Every single API route was rewritten. We went from this:

const client = serverSupabaseClient(event)
const { data, error } = await client.from('campaigns').select('*').eq('owned_by', userId)

To this:

const user = await requireAuth(event)
const userId = getUserId(user)
const data = await sql`SELECT * FROM campaigns WHERE owned_by = ${userId}`

Input validation went from nothing to Zod schemas on every endpoint:

const body = await readValidatedBody(event, b => schema.safeParse(b))

This was tedious but worth it. We had 60+ API routes and every one of them got rewritten. The upside: we dropped all the Supabase client dependencies and RLS policies. The downside: it took about a week of solid work.

Database cleanup

While we were in there, we normalized the schema properly. The old database had some rough spots:

• Lead collections stored leads as a uuid[] array column. We normalized that into a proper leads table.
• Campaigns stored assigned accounts as a uuid[] array. Normalized into a campaign_accounts junction table.
• Campaign targeting was a deeply nested JSONB column called mapping where each account email mapped to {targets: [...], cursor: N}. We replaced that with a campaign_leads table with proper status tracking.
• Daily sending limits were stored in a limits JSONB column that got overwritten daily by the worker. One time it hit 2.8MB. We replaced it with a deterministic algorithm based on a seed value.

We ran 19 database migrations total. The campaigns table went from 38 columns to 23. We dropped 62 dead stored procedures out of 73 (yes, we only needed 11). Dropped ~10 unused tables.

Data: 308 files changed, 9,750 lines added, 19,259 removed

The codebase got almost 10,000 lines shorter while gaining significant new functionality. Most of the removed lines were Supabase client code, dead stored procedures, and the old worker monolith.

What went wrong

We found 44 bugs during production testing. Some highlights:

• PostgreSQL doesn't allow FOR UPDATE with DISTINCT ON. Had to wrap it in a subquery.
• The JavaScript postgres driver returns numbers as strings. Code like count + limit was producing "5060" instead of 110. We had to add explicit Number() coercion everywhere.
• Logout didn't actually end the Keycloak session because the refresh token wasn't being sent in the POST body. Users would "log out" and immediately get logged back in.

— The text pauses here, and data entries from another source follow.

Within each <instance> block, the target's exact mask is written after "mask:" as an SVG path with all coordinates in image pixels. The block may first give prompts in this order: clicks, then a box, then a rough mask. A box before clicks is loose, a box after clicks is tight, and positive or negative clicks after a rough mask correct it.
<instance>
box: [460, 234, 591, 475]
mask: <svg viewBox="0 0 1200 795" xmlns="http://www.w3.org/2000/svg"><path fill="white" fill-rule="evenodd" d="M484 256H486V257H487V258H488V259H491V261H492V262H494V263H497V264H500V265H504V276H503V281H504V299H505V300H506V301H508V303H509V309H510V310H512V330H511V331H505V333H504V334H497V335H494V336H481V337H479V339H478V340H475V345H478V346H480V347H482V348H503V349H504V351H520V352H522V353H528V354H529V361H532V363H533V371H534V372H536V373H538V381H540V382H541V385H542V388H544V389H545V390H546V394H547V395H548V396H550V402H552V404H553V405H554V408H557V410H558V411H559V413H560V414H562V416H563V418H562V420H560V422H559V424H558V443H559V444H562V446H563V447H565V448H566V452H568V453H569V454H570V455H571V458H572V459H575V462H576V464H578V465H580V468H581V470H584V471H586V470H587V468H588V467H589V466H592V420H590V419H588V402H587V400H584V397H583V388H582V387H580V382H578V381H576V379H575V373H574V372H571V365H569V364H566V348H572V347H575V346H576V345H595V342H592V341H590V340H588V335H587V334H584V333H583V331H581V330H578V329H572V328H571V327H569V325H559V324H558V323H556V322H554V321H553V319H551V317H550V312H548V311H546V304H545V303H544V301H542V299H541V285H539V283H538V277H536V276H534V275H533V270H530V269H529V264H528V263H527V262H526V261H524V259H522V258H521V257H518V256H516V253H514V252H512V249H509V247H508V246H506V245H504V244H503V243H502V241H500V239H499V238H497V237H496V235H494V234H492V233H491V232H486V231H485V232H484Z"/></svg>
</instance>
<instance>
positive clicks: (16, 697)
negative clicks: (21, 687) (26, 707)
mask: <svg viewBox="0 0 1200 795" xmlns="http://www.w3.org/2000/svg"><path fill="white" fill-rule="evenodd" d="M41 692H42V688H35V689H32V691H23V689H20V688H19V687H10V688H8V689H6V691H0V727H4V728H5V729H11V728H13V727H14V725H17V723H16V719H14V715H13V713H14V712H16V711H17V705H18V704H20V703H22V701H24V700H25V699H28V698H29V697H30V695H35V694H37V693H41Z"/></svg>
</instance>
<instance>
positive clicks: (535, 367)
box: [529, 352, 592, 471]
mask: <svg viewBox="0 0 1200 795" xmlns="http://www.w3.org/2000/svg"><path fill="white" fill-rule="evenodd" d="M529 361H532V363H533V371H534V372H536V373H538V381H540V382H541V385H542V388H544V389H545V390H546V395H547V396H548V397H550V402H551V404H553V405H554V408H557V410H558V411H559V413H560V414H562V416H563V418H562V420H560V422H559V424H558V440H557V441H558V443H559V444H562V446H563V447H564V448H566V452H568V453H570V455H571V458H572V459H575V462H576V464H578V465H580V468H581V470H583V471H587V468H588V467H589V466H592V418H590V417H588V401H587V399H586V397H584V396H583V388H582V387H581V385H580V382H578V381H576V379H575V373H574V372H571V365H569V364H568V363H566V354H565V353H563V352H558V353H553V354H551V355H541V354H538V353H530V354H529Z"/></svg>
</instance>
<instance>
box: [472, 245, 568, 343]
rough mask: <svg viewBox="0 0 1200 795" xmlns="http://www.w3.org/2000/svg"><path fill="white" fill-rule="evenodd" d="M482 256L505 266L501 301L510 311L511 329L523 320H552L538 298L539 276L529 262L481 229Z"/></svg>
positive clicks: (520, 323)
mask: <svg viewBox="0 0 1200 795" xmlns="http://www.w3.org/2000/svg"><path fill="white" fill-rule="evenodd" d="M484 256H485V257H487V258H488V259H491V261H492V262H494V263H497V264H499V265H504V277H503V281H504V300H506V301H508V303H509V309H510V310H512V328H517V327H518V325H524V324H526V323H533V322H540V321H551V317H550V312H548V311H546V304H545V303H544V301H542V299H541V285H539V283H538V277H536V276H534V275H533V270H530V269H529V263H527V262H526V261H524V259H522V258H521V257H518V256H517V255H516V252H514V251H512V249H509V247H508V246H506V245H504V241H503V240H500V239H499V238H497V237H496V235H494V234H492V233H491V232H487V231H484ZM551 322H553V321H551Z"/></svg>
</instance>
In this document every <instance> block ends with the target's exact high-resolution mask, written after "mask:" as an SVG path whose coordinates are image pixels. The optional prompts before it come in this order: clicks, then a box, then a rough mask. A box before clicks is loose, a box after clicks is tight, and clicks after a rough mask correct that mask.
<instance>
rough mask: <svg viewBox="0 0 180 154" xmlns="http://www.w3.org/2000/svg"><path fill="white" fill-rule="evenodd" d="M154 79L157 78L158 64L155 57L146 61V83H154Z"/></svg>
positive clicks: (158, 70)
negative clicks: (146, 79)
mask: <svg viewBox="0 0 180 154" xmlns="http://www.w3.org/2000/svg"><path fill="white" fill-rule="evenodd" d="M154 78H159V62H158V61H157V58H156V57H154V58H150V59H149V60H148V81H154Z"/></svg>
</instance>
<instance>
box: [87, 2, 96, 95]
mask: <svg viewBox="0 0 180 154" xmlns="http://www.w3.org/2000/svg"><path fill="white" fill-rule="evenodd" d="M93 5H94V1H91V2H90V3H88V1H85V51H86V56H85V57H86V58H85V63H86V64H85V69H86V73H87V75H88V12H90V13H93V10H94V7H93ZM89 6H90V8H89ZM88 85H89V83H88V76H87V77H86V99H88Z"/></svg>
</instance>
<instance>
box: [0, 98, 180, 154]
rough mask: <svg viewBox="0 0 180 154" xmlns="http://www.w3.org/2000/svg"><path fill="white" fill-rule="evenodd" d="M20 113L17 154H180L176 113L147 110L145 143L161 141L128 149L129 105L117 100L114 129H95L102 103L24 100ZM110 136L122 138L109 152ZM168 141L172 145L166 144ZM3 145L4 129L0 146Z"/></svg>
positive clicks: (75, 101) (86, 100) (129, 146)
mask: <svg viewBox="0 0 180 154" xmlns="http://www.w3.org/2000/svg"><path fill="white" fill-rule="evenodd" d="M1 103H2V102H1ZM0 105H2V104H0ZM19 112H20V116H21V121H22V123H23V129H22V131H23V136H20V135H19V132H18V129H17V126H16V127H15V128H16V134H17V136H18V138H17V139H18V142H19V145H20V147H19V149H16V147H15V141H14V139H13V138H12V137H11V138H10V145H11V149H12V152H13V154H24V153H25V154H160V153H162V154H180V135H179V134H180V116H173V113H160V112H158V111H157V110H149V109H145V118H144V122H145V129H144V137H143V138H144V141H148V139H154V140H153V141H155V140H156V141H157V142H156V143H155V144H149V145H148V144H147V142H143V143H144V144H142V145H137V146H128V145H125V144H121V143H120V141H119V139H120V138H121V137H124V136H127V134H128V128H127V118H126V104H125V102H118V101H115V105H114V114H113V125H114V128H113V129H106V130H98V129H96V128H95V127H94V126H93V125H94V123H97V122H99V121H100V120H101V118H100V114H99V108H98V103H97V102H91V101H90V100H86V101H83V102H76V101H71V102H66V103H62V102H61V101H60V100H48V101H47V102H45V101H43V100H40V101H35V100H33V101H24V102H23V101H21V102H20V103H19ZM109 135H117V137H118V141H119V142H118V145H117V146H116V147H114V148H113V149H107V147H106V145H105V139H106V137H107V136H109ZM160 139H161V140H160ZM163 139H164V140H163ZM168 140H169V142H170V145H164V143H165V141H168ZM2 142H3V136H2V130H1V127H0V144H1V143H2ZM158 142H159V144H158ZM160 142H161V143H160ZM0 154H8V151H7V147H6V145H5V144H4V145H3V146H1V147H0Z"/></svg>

Each of these took anywhere from 10 minutes to 3 hours to diagnose and fix. The production testing phase took about 4 days.

What I'd do differently

Start with your own auth from day one. Supabase Auth is convenient but it's the hardest thing to migrate away from. Every route, every client call, every token validation is coupled to it. If I were starting over, I'd use Keycloak or even a simpler JWT setup from the start.

Don't use JSONB for relational data. The mapping JSONB column for campaign targeting was the single worst architectural decision in the project. It made queries unreadable, prevented proper indexing, and was impossible to debug. If your data has relationships, use tables.

Write API routes with raw SQL from the start. Supabase's client library is nice for prototyping, but you lose visibility into what's actually hitting the database. Tagged template literals with the postgres package are just as readable and you always know exactly what query is running.

Was it worth it

Campaign processing went from randomly stopping to running continuously with automatic retries and monitoring. Database queries went from 80ms to under 1ms. We haven't had an auth outage since the migration. Our hosting costs are predictable and lower. We can modify any part of the stack without asking permission from a third-party dashboard.

If you're running a production SaaS on Supabase and feeling the same friction, it's not as scary as it looks. The hardest part is the auth migration, and even that is mostly mechanical once you understand OIDC.